If you have a function \( y = f(g(x)) \), then the derivative is given by \( y' = f'(g(x))g'(x) \).
This allows you to differentiate each layer of the function separately.
In our exercise, the chain rule is utilized twice:

• Firstly, for \( e^{-2t} \), recognize that \( f(x) = e^x \) and \( g(t) = -2t \), hence the derivative \( u' = (-2)e^{-2t} \).
• Secondly, for \( \cos 4t \), decompose it into \( f(x) = \cos x \) and \( g(t) = 4t \), leading to the derivative \( v' = (-4)\sin 4t \).

Each step of the chain rule involves taking the derivative of the outer function and multiplying it by the derivative of the inner function, providing a powerful tool for calculating complex derivatives.

Exponential functions are a key mathematical concept with unique properties. They take the form \( y = e^{u(t)} \), where \( e \) is a constant approximately equal to 2.718.
Such functions are notable for their rapid growth or decay and are frequently encountered in differentiation problems due to their inherent properties.
The derivative of an exponential function \( e^{u(t)} \) is straightforward to compute using the chain rule. It results in \( u'(t) e^{u(t)} \).
This is because the derivative of \( e^x \) with respect to \( x \) is \( e^x \), and when applying the chain rule, it requires an additional multiplication by the derivative of the exponent.

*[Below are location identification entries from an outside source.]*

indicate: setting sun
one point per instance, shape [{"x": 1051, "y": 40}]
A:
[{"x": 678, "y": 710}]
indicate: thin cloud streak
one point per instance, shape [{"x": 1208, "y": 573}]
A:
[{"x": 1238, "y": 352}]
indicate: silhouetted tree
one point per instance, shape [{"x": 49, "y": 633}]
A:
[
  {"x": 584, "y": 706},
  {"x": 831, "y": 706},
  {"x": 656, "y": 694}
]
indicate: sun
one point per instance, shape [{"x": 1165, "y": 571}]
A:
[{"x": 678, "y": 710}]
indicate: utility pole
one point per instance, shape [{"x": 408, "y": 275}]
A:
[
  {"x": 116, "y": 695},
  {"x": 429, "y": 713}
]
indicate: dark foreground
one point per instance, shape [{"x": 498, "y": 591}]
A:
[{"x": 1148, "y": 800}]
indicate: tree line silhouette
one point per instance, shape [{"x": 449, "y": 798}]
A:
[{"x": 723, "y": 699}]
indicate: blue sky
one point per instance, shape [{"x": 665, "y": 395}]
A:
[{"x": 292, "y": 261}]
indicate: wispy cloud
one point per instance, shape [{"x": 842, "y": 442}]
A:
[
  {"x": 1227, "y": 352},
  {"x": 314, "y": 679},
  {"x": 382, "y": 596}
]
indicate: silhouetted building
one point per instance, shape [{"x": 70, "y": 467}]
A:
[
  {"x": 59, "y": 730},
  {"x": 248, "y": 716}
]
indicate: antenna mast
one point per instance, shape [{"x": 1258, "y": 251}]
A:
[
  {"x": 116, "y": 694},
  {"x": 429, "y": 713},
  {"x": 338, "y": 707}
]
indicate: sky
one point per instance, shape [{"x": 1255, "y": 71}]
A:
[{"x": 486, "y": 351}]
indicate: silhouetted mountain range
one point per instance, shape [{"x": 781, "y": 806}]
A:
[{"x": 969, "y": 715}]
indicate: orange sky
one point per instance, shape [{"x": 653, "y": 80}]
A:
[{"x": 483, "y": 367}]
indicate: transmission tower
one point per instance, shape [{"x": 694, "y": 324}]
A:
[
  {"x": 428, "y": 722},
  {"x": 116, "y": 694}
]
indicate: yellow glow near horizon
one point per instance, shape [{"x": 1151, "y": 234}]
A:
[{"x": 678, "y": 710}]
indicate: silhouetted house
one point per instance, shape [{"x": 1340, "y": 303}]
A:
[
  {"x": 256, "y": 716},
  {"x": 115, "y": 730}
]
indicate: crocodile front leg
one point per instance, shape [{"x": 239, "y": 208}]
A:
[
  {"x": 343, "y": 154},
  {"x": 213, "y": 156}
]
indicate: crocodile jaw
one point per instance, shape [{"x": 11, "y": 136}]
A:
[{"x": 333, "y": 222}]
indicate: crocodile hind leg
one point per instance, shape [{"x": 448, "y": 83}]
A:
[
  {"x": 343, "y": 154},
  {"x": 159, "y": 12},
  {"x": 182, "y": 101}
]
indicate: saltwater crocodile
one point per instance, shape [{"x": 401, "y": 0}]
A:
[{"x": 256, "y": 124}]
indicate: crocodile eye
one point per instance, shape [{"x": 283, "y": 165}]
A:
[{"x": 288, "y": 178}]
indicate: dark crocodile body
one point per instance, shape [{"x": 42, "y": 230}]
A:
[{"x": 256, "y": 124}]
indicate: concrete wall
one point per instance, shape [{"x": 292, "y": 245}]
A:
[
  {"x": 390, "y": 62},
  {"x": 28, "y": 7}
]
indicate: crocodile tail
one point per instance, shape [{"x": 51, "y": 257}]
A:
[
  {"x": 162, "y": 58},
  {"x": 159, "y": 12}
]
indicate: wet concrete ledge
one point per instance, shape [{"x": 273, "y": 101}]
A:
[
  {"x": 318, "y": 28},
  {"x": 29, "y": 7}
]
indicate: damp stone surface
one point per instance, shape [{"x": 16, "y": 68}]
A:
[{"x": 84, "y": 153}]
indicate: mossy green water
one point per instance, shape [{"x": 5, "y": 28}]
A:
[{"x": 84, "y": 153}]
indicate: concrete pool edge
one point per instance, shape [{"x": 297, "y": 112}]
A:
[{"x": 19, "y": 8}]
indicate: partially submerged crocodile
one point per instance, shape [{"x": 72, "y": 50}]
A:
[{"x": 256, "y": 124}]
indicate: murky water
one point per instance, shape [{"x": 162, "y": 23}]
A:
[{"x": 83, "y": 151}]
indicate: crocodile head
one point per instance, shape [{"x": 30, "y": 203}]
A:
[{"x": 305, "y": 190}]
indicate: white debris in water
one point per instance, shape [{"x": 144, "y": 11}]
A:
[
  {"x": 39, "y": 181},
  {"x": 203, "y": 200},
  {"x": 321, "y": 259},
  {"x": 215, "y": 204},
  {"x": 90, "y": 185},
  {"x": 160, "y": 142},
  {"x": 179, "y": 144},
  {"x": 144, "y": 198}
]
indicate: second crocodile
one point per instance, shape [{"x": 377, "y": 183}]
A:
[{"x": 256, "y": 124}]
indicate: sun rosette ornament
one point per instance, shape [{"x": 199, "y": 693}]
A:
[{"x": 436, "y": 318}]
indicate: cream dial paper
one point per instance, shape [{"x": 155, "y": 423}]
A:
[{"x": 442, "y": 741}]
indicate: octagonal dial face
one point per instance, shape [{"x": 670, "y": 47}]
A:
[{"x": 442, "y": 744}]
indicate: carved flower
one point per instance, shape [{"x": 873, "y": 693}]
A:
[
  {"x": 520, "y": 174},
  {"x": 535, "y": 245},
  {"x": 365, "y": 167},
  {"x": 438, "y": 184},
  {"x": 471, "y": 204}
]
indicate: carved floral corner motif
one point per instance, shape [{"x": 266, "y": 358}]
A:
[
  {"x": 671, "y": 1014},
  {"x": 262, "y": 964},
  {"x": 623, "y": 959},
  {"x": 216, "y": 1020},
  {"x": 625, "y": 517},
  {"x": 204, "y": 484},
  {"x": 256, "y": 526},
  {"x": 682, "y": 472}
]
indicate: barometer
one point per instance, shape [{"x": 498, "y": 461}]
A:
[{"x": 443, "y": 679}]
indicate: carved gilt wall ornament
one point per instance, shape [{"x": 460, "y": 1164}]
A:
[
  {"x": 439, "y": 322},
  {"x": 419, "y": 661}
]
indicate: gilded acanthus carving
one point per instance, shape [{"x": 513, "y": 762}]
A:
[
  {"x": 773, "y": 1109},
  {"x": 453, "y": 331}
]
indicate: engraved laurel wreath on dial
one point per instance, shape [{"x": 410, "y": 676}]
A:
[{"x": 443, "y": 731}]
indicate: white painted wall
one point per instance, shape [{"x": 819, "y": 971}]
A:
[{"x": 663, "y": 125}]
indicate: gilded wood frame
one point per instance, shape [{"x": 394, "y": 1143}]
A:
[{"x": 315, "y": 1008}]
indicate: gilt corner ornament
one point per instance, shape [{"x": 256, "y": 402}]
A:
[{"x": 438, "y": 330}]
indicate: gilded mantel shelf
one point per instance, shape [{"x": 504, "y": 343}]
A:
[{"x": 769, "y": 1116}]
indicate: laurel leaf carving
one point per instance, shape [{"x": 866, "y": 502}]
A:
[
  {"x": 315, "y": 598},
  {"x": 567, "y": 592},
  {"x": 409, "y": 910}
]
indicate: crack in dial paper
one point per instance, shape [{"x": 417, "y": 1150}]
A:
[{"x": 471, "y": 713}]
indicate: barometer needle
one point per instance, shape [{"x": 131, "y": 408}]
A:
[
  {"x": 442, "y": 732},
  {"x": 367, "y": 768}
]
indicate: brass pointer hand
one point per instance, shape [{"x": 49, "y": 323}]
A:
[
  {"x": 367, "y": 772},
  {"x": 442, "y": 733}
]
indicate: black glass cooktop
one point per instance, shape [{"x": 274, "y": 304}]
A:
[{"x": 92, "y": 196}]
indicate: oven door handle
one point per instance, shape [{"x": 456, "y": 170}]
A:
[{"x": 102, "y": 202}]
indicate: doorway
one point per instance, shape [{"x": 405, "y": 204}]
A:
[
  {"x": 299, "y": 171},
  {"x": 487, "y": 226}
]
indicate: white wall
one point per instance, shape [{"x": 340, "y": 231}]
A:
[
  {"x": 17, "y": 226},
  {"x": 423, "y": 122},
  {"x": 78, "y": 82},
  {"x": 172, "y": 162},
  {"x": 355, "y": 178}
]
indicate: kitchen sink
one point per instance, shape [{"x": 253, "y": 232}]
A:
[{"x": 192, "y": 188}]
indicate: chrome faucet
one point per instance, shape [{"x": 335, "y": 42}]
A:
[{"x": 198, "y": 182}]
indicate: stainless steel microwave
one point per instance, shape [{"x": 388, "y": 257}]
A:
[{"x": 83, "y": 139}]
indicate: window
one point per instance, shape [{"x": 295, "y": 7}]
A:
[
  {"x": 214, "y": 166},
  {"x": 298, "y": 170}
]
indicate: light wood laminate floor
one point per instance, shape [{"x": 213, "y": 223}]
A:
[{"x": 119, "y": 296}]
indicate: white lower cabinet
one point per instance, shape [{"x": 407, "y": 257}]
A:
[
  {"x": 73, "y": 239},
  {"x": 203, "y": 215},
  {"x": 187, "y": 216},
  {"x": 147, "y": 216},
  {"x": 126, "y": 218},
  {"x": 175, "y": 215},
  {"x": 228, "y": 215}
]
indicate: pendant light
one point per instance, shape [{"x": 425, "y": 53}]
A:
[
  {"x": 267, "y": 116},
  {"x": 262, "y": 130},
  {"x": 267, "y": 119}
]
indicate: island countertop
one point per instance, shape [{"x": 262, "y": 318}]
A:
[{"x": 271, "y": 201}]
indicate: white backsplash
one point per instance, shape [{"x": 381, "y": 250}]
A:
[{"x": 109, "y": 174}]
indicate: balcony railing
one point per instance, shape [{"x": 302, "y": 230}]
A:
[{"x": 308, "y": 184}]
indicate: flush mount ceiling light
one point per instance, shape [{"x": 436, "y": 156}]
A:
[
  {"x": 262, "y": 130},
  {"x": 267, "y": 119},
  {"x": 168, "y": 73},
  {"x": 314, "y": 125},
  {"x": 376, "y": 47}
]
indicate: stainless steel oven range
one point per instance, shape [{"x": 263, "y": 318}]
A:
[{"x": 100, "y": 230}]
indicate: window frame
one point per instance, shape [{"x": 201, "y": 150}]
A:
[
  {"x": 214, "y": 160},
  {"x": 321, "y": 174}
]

• In the exercise, the function \( e^{-2t} \) is differentiated to \( -2e^{-2t} \), demonstrating this principle.
• This derivative is employed in the product rule as part of the overall derivative computation.
• The property that exponential functions remain largely unchanged, apart from a constant factor \( u'(t) \), greatly simplifies calculations.

Consequently, understanding how to handle exponential functions systematically eases the differentiation process of complex expressions.